Ah pis j’y vais. Il est accompagné d’une superbe fille qui doit probablement être sa copine mais je m’en fou, je ne suis pas sa carrière comme un groupie alors c’est pas important. Animée d’une fougue incontrôlable, il se trouve dans un coin tranquille et pas encore trop plein de monde qui peuvent écouter, alors je l’aborde délicatement. Il se retourne, je dis bonjour et je me lance : « De toutes les folies qui m’habitent, ma timidité envahissante m’empêche trop souvent de dire aux gens toute mon admiration. Tes mots et ta voix me boulversent et font naître en moi une pléiade d’émotions dans lesquelles j’aime me bercer. Continue de réchauffer mon cœur car tu me fais du bien. Je t’admire et merci. » Il me regarde les yeux ronds et sa copine a un sourire éclatant. Alors que je m’attendais à une baffe, je quitte sans demander mon reste et je vais m’asseoir sans me retourner.

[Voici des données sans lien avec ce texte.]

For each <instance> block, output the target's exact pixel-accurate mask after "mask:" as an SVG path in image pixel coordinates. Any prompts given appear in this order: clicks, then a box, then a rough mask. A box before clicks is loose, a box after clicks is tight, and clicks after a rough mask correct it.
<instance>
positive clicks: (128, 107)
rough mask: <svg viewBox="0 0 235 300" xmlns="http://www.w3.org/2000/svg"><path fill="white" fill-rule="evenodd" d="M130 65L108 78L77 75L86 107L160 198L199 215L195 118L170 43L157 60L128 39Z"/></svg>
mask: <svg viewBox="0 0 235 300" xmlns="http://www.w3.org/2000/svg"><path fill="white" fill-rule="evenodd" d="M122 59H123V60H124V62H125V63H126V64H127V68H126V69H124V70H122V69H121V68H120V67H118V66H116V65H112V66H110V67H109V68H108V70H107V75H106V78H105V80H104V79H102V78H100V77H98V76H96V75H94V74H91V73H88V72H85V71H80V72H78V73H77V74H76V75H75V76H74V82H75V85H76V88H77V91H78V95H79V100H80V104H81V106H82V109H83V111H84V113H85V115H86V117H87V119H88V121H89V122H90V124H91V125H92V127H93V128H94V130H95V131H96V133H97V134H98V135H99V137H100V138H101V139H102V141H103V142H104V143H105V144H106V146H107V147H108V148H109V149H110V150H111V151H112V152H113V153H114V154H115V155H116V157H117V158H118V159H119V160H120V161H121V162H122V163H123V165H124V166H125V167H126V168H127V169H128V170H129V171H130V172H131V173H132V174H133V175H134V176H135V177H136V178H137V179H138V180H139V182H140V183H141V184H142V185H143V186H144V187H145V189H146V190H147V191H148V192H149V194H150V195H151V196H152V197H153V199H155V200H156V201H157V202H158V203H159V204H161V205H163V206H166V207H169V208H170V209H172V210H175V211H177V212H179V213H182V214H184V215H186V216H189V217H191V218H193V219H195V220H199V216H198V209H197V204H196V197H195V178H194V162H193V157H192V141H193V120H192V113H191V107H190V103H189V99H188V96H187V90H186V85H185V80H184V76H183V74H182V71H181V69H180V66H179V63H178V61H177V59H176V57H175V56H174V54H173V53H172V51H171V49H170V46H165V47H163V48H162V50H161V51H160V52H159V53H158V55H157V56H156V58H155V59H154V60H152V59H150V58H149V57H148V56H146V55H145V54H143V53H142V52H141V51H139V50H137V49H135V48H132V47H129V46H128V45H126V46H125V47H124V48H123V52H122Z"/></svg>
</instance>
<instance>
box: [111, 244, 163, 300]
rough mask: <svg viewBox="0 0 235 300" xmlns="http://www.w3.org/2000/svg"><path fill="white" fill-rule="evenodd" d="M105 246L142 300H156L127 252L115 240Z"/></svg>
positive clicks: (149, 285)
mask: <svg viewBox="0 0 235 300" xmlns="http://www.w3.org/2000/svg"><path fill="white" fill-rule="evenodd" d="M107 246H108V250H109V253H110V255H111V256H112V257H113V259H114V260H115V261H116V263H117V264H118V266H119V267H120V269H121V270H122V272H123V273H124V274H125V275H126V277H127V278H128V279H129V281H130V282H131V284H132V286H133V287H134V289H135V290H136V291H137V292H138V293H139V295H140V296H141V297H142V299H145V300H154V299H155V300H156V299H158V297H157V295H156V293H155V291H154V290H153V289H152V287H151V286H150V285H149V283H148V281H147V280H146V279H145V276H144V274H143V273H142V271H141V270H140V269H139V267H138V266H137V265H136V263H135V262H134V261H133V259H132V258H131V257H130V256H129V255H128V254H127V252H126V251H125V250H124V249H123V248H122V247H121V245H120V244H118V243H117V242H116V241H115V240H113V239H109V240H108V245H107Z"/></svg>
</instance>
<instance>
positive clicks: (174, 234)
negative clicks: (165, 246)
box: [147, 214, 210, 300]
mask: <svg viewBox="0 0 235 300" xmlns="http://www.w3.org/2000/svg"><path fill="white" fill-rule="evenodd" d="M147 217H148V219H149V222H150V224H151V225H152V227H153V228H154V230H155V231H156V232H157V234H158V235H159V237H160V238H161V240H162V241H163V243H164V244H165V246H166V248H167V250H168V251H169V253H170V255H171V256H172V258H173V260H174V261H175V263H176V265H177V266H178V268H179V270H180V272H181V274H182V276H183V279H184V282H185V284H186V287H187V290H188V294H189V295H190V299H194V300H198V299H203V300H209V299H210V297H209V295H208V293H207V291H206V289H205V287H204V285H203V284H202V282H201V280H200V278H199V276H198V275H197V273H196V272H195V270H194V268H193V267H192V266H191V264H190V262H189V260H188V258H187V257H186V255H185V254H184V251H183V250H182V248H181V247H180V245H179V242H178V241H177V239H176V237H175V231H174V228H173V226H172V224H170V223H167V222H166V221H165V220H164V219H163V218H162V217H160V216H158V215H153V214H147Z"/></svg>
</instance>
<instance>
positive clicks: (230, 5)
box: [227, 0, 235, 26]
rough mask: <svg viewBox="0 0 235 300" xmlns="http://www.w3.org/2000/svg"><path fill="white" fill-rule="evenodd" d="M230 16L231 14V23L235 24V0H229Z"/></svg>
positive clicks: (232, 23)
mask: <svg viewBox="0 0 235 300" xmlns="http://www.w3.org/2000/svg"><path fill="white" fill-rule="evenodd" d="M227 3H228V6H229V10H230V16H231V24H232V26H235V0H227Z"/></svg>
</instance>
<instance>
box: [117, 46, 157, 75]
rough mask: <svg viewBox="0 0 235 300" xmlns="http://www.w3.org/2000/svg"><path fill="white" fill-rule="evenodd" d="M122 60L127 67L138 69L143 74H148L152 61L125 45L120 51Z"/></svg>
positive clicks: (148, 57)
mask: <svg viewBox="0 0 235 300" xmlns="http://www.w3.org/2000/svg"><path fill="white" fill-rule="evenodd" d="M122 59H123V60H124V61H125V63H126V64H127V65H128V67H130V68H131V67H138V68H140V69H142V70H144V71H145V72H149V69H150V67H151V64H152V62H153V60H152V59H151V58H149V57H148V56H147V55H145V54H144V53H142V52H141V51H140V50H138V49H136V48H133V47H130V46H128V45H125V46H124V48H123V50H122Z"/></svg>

Mon ami me regarde d’un drôle d’air ayant vu ma manœuvre mais ne souffle mot. Les lumières se ferment et juste avant le noir complet je risque les yeux dans la direction de Marc-André. Il discute avec sa copine.
La première heure de pièce passe, l’entracte arrive et je me lève pour aller aux toilettes comme une fille que je suis. Bien sur mes pensées ont été ailleurs et je n’ai pas trop compris ce qui se passe dans cette pièce de Tchekov. Devant le miroir de la salle de bain j’ai encore le visage rouge de la honte que j’ai eu en retournant à ma place. J’ai presque les larmes aux yeux d’avoir fait cette conerie. Je sors des toilettes au travers de la longue file de filles. Je lève la tête pour chercher l’abreuvoir, il est là, appuyé et me regarde comme s’il m’attendait.
« Je t’attendais, j’ai essayé de te rattraper quand tu t’es levée. », me dit-il. Un sourire timide mais très heureux éclaire mon visage. « Est-ce qu’on pourrait aller prendre un café quand la pièce sera finie? On s’attend dans l’entrée, près du vestiaire. », ajoute-il, sans me laisser placer un mot. Je fais signe que oui de la tête, je cours dans les escaliers comme si je fuyais et j’arrive à mon siège plus qu’essouflée.
« Pinces-moi », que je dis à mon ami. Il s’exécute et je lui raconte ma folle aventure. Il rit mais on ne peut en discuter plus car les lumières se tamisent. Je jette un coup d’œil dans la direction de Marc-André. Il jase avec sa copine mais juste au dernier moment il lève les yeux et semble me regarder. Je peux me tromper…
J’ai rien suivi de la fin non plus et j’ai trouvé ça plutôt long même. Je redescends les marches et juste avant de me poster dans l’entrée pour attendre, je salue mon ami. Marc-André arrive avec un joli sourire. On s’habille sans dire un mot et il m’entraîne de l’autre côté de la rue dans un petit café. Quelques heures plus tard, il me raccompagne chez moi. Y’a quelque chose en moi qui dit qu’on doit en rester là, il repart donc. Je monte me coucher, le cœur émerveillé et je peux vous dire que ce fût une nuit agitée.
C’est vraiment une histoire incroyable, qui ne m’arrivera jamais.